The long tail, for those of you not familiar with the concept, is a working theory that the web allows for much more diversity than the off-line world. For example, an online bookstore doesn’t have the real estate constraints of a typical retail store, or an online music store like iTunes could conceivably sell every song ever recorded while a Best Buy store simply can’t.
When choice becomes the norm, the popularity curve shifts to the right. The most popular content becomes slightly less popular, but that’s made up for with an increase in popularity of the newly accessibly obscure.
How is this reflected in search engine optimization? Dramatically.
Below is a graph showing the popularity of the top-100 search terms to a website over the past 30 days. As you can tell, there are some terms that drive a tremendous amount of traffic. However, that drops off fairly quickly. While this chart has a tough time showing it, the 100th most popular search term still managed to drive 13 visitors to the site over the course of the month:
What’s missing from this graph? The remaining parts of the long tail.

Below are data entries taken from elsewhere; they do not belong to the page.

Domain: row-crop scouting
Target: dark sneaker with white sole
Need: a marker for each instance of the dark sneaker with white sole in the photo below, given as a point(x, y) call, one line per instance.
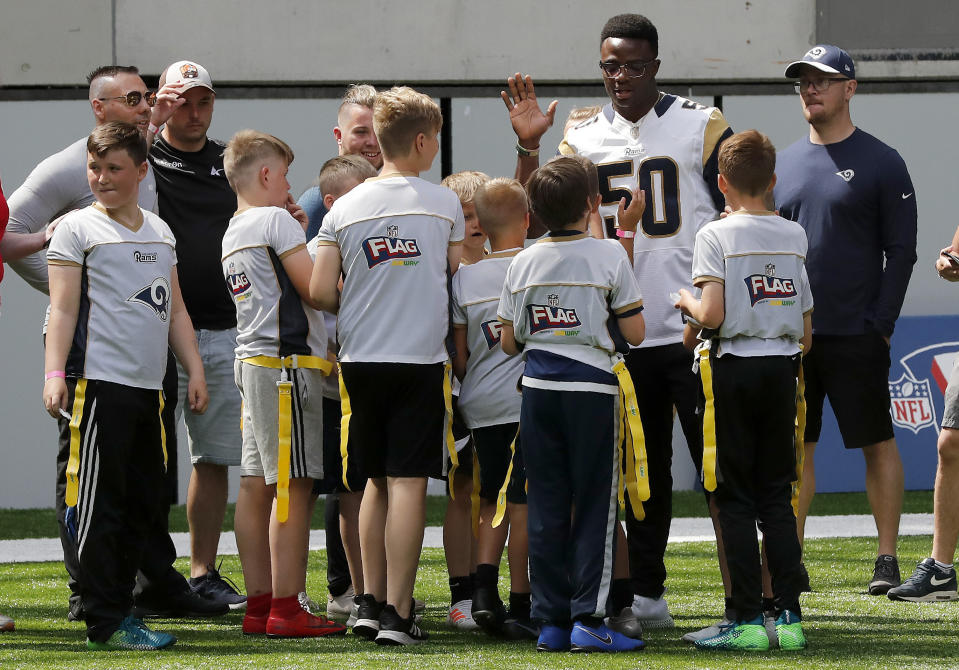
point(928, 583)
point(885, 575)
point(213, 586)
point(396, 631)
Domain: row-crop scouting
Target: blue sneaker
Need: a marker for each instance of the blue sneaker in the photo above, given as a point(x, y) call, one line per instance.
point(553, 638)
point(133, 635)
point(601, 638)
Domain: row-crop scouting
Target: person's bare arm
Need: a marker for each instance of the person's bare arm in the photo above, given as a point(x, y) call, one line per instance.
point(324, 282)
point(182, 339)
point(64, 307)
point(710, 310)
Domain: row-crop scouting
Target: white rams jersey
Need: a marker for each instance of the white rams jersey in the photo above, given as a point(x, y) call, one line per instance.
point(125, 293)
point(671, 153)
point(271, 319)
point(761, 260)
point(393, 234)
point(559, 293)
point(488, 395)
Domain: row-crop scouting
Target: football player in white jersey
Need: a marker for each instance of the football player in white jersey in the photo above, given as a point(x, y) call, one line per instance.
point(667, 146)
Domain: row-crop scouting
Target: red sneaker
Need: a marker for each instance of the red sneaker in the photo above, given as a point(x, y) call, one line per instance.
point(303, 624)
point(254, 625)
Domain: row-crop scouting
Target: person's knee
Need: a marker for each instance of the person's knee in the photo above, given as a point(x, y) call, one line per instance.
point(948, 447)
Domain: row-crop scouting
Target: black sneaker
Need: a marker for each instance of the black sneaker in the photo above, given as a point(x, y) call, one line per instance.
point(185, 604)
point(368, 612)
point(217, 588)
point(396, 631)
point(885, 575)
point(520, 629)
point(488, 610)
point(929, 583)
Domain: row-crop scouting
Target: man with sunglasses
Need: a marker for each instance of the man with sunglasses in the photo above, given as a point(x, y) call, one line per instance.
point(59, 185)
point(854, 197)
point(667, 146)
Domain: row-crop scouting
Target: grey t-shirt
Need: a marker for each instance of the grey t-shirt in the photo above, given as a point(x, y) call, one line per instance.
point(56, 186)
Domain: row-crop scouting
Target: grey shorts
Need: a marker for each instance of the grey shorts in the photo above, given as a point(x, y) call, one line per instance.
point(260, 422)
point(214, 436)
point(950, 414)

How much further would this graph extend to the right if it displayed every search term that generated traffic for the site over the past 30 days?
Care to guess?
Twice as far to the right?
10 times further right?
In this case, the chart would need to extend 40 times further to the right to display every search term that generated traffic.
How does one manage to acquire traffic on such a large number of terms? Have a large amount of content that people find valuable.
I can guarantee you this: if your website only has a handful of pages, you won’t see this type of traffic patter. You’ll basically cut the legs off your site’s long-tail potential.
An even worse situation would be building your site using non-search friendly markup such as Flash. Words search engines can’t see don’t help generate traffic for your site.
Should you care?
Probably. The biggest reason why is because the far end of the long tail tends to consist of very specific searches. In many cases, this is the type of traffic that converts to sales the best while the left end of the tail – while driving tons of traffic – tends to convert at a lower rate.